Your guests may think something fishy is going on when you present them with this sophisticated meal that practically cooks itself.
You’ll Need
- 1.5 lbs red potatoes, washed and cut into 1” cubes
- 2 Tbsp olive oil
- 2 Tbsp grainy mustard
- 2 tsp kosher salt
- 1 tsp fresh ground pepper
- 4–6 salmon filets
- 2 Tbsp Dijon mustard
- 2 Tbsp honey
- 2 Tbsp panko (Japanese breadcrumbs)
- 1 Tbsp chopped parsley
- Fresh ground pepper
Prep and Cook
- Preheat the oven to 425°F. Combine the potatoes, olive oil, mustard, salt and pepper in a medium mixing bowl and toss together with your hands coating the potatoes evenly.
- Spread the potatoes on a parchment-lined baking sheet and bake for 15 minutes.
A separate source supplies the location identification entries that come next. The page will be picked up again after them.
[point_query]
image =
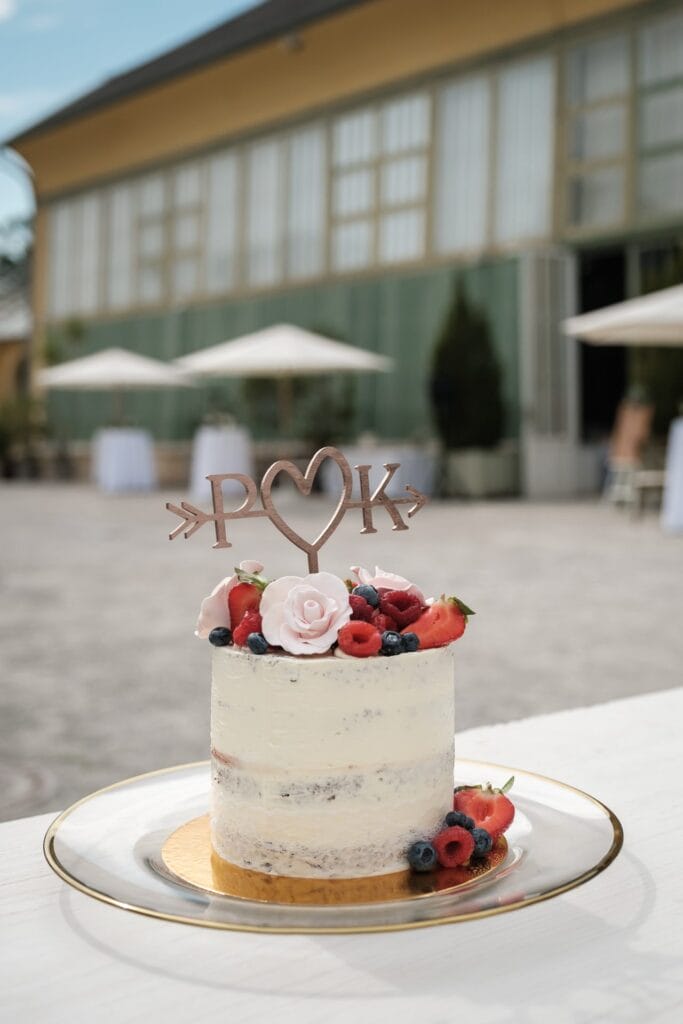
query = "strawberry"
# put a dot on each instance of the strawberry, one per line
(359, 608)
(400, 606)
(243, 598)
(382, 622)
(359, 639)
(251, 623)
(454, 846)
(441, 623)
(489, 808)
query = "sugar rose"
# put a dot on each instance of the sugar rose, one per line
(303, 614)
(214, 610)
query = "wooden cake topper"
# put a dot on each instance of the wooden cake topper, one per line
(193, 517)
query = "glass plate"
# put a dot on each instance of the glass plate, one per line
(109, 845)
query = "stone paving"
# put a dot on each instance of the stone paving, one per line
(101, 678)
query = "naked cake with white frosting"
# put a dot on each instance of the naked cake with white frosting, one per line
(332, 721)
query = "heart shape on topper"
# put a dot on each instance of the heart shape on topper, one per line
(304, 483)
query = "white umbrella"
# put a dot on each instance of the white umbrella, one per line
(649, 320)
(115, 370)
(283, 351)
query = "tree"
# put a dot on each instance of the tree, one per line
(465, 382)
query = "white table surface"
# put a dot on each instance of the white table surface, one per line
(672, 503)
(219, 450)
(123, 459)
(610, 950)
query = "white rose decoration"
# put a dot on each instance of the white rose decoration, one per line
(214, 610)
(388, 581)
(303, 614)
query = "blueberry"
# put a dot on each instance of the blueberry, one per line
(392, 643)
(257, 643)
(411, 642)
(220, 637)
(422, 856)
(482, 842)
(456, 818)
(370, 594)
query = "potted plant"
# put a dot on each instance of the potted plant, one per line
(466, 396)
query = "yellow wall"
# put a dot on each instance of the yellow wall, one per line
(356, 50)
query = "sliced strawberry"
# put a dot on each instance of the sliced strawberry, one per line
(251, 623)
(382, 622)
(359, 639)
(454, 846)
(400, 606)
(243, 598)
(489, 808)
(443, 622)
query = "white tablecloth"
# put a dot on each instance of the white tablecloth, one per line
(418, 468)
(123, 459)
(219, 450)
(608, 952)
(672, 506)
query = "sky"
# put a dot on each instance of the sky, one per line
(52, 51)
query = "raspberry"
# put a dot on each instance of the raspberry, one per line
(359, 639)
(400, 606)
(360, 609)
(251, 623)
(382, 622)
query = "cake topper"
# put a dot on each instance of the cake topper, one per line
(193, 518)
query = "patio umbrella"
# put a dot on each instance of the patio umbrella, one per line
(649, 320)
(115, 370)
(283, 351)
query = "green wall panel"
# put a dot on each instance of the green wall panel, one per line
(397, 314)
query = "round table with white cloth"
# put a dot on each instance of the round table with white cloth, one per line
(219, 450)
(123, 459)
(672, 507)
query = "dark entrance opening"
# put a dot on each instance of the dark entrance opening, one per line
(603, 368)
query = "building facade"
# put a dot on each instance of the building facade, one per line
(343, 167)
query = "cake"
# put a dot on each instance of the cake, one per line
(332, 721)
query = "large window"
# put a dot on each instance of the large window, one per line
(499, 158)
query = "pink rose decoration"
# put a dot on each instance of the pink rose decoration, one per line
(388, 581)
(214, 610)
(303, 614)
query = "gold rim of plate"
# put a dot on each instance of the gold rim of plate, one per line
(71, 880)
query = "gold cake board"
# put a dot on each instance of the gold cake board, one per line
(188, 856)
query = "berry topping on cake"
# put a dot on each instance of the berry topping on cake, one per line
(489, 808)
(243, 598)
(382, 622)
(422, 856)
(257, 643)
(220, 637)
(392, 643)
(454, 846)
(368, 592)
(360, 609)
(482, 842)
(400, 605)
(359, 639)
(250, 623)
(456, 818)
(411, 642)
(441, 623)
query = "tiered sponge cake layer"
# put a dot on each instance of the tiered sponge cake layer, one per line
(329, 767)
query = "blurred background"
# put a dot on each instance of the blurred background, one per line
(435, 186)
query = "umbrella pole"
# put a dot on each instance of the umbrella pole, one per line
(285, 396)
(117, 407)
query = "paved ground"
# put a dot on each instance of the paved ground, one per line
(101, 677)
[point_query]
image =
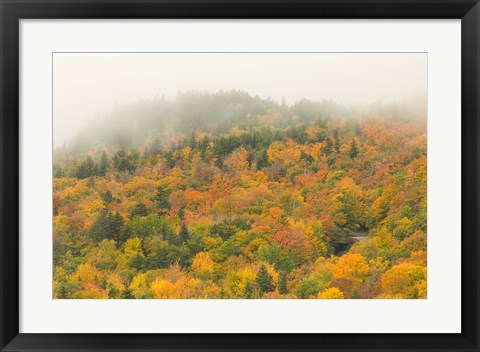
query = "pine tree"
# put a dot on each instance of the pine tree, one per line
(161, 199)
(282, 283)
(87, 168)
(102, 169)
(139, 209)
(353, 152)
(264, 280)
(183, 236)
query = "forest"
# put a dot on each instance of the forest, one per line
(230, 196)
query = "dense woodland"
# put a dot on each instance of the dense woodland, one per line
(227, 195)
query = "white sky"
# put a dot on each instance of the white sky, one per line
(86, 85)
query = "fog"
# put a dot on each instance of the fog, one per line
(89, 85)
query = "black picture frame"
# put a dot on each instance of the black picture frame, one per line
(12, 11)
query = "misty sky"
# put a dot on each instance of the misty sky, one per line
(89, 85)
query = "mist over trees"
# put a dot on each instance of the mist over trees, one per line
(225, 195)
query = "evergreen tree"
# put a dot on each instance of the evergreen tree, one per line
(108, 225)
(107, 197)
(103, 167)
(262, 161)
(161, 199)
(264, 280)
(183, 236)
(87, 168)
(353, 152)
(282, 283)
(139, 209)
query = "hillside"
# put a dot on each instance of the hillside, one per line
(231, 196)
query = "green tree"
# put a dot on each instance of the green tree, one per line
(87, 168)
(103, 167)
(161, 199)
(108, 225)
(264, 280)
(353, 152)
(282, 283)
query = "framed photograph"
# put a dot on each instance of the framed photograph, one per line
(234, 175)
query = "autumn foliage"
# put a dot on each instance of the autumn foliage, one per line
(262, 203)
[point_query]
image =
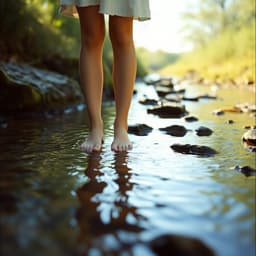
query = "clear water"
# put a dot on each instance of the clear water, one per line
(57, 200)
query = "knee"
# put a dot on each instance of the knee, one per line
(92, 39)
(120, 38)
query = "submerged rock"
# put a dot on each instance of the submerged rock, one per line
(147, 101)
(177, 245)
(249, 140)
(186, 98)
(28, 89)
(193, 149)
(140, 129)
(203, 131)
(175, 130)
(208, 97)
(162, 90)
(246, 107)
(191, 119)
(218, 112)
(169, 111)
(246, 170)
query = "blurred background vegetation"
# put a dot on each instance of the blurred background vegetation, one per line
(34, 32)
(222, 33)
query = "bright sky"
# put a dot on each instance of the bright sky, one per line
(162, 31)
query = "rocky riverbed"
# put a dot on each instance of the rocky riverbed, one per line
(187, 187)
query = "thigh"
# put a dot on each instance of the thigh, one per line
(91, 21)
(120, 27)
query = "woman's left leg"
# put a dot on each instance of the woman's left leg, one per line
(124, 74)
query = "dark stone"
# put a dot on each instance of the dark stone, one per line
(3, 122)
(191, 119)
(169, 111)
(203, 131)
(167, 82)
(147, 101)
(172, 98)
(140, 129)
(193, 150)
(190, 98)
(218, 112)
(27, 89)
(180, 91)
(208, 97)
(246, 107)
(249, 140)
(175, 130)
(246, 170)
(162, 90)
(177, 245)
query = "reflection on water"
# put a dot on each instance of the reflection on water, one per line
(57, 200)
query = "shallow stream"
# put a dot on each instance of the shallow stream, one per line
(57, 200)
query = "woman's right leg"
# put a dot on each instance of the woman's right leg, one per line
(92, 28)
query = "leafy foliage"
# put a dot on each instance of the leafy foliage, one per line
(223, 34)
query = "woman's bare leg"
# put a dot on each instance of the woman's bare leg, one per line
(124, 73)
(91, 72)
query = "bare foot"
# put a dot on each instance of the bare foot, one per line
(93, 142)
(121, 141)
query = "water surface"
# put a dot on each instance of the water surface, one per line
(57, 200)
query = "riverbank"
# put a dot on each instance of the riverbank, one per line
(139, 202)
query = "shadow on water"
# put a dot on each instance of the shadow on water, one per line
(57, 200)
(104, 207)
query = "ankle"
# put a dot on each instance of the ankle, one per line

- While the potatoes are cooking, place the salmon filets on a second baking sheet lined with parchment paper. Combine the honey and mustard in a small mixing bowl and brush the surface of each piece of salmon with the mixture. Sprinkle each piece of fish with some panko and a bit of fresh parsley. Finish with a grind or two of fresh ground pepper.
- After the potatoes have been baking for 15 minutes, place the salmon in the oven on a separate rack. Cook the salmon and potatoes for 10–15 minutes, until the salmon has reached desired doneness. At this point the potatoes should be crispy, golden brown and tender.